# (PART 1) WEBSCRAPING PROPERTY GURU WEBSITE
Property Guru (PG) is a leading real estate listing site in Singapore.  Owners of apartments, houses or rooms who wish to sell/rent typically list them on propertyguru.com.sg through an agent with an asking price.  However, in my experience, the asking price can be ~10-20% higher than previous transaction prices (obtainable from URA).  The idea here, is to scrape PG website to get a snapshot of asking prices of condominium listings.

The main steps in this exercise:
1. setup
2. capture master list of condominium projects
3. capture rental listing in each condo project
4. scrap details of each rental listing

In the first part, I will cover the setup and obtaining a master list of condominium projects.

## The Setup
I will rely on Beautiful Soup for this web scraping exercise
First load the libraries

In [1]:
from bs4 import BeautifulSoup
import urllib

PG website has a page (actually multiple pages) dedicated to condominium projects: "https://www.propertyguru.com.sg/condo-directory/search-condo-project/1"
Go ahead and store it as "url" variable

In [2]:
url = "https://www.propertyguru.com.sg/condo-directory/search-condo-project/1"
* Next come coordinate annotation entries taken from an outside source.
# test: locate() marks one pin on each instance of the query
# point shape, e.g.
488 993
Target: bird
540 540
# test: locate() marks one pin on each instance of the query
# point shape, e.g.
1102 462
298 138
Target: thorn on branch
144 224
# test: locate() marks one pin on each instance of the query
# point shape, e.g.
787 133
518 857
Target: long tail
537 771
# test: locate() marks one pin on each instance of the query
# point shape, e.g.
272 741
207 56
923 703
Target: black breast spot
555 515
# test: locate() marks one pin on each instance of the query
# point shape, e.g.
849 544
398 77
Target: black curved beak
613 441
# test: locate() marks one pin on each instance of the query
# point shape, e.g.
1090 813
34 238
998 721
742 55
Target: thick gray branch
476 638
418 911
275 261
We then use urllib to request for the content of this url to load into BeautifulSoup

In [3]:
req = urllib.request.Request(url = url)
res = urllib.request.urlopen(req).read()
soup = BeautifulSoup(res, "html.parser")

HTTPError: HTTP Error 403: Forbidden

Unfortunately, it returns a 403 error code.
This error is raised because the server is missing an "agent" information, or that the request is coming from a non-browser source; it is to protect against abnormal requests (like bots, which can lead to a DOS attack).  
read this medium post for an explanation: https://medium.com/@speedforcerun/python-crawler-http-error-403-forbidden-1623ae9ba0f#:~:text=Using%20urllib.&text=urlopen()%20to%20open%20a,to%20prevent%20from%20abnormal%20visit.
https://stackoverflow.com/questions/16627227/http-error-403-in-python-3-web-scraping

So, we need to define a user agent, as though urllib is requesting like a normal person through an internet browser like Chrome.

In [6]:
class AppURLopener(urllib.request.FancyURLopener):
    version = "Mozilla/5.0"

opener = AppURLopener()
response = opener.retrieve(url)
response

  after removing the cwd from sys.path.


('C:\\Users\\mbijlkh\\AppData\\Local\\Temp\\tmp3bh8hmxt',
 <http.client.HTTPMessage at 0x188a45f3a08>)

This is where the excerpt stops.